Perhaps most telling of all is the display of four rare religious texts (a Torah, a Bible, a Quran and a Buddhist scroll) presented side by side, the grouping of which reflects “humanity in a new light” – the premise of the complex.
“The aim is to create a universal perspective on things, not from a Western or an Eastern perspective, but from Abu Dhabi’s position as a crossroads,” Jean-François Charnier, the scientific director of the body charged with establishing the Louvre Abu Dhabi and its collections alongside Abu Dhabi’s Tourism and Culture Authority (TCA), Agence France-Muséums, told The National.
To Sultan Sooud al-Qassemi, an Emirati art enthusiast and avid collector, the capital’s most recognisable tourist attraction is “probably the greatest museum in the world,” and certainly a key factor in Abu Dhabi’s evolution from an oil-rich nation state into a developing cultural capital of the world.
Louvre Abu Dhabi director Rabate echoes this sentiment: “We are playing a leading role in the evolving cultural landscape of Abu Dhabi and the region,” he says, adding that there is a lot of effort being put into raising a new generation of Emirati museum professionals and a museum-going audience.
The emerging Middle Eastern art market has also been boosted by the establishment of local outposts of auction houses like Christie’s and Sotheby’s, and art spaces and fairs like Abu Dhabi Art, Manarat Al Saadiyat, Warehouse421, Etihad Modern Gallery, Art Dubai and Dubai Design District continuing to attract interest.
With the Louvre welcoming a million-plus visitors in its first year – 60 percent of them overseas tourists – the future is looking bright for this star of the Arab art world.

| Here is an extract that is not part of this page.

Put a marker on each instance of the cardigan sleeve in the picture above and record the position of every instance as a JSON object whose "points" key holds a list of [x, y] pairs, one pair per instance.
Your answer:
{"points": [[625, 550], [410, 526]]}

In the years to come, the site will welcome some additional big-name institutions like the Guggenheim and Zayed National Museum (a memorial to the founding father, Sheikh Zayed bin Sultan Al Nahyan), making it even more attractive.
And then, of course, there’s the world’s most expensive artwork, Leonardo da Vinci’s Salvator Mundi – a portrait-style painting of Christ – that the Abu Dhabi Government acquired for a record price at a Christie’s auction in New York. When the piece eventually goes on display in the Abu Dhabi museum, it will join an elite group of half a dozen art institutions globally that have two da Vincis on show.
With so many visitors making their way through the doors in its first year, Louvre Abu Dhabi has successfully asserted itself as a global art institution in a short amount of time, but the ongoing success of this floating museum will be determined when the 30-year agreement with the French government expires and it’s forced to go it alone. Time will tell.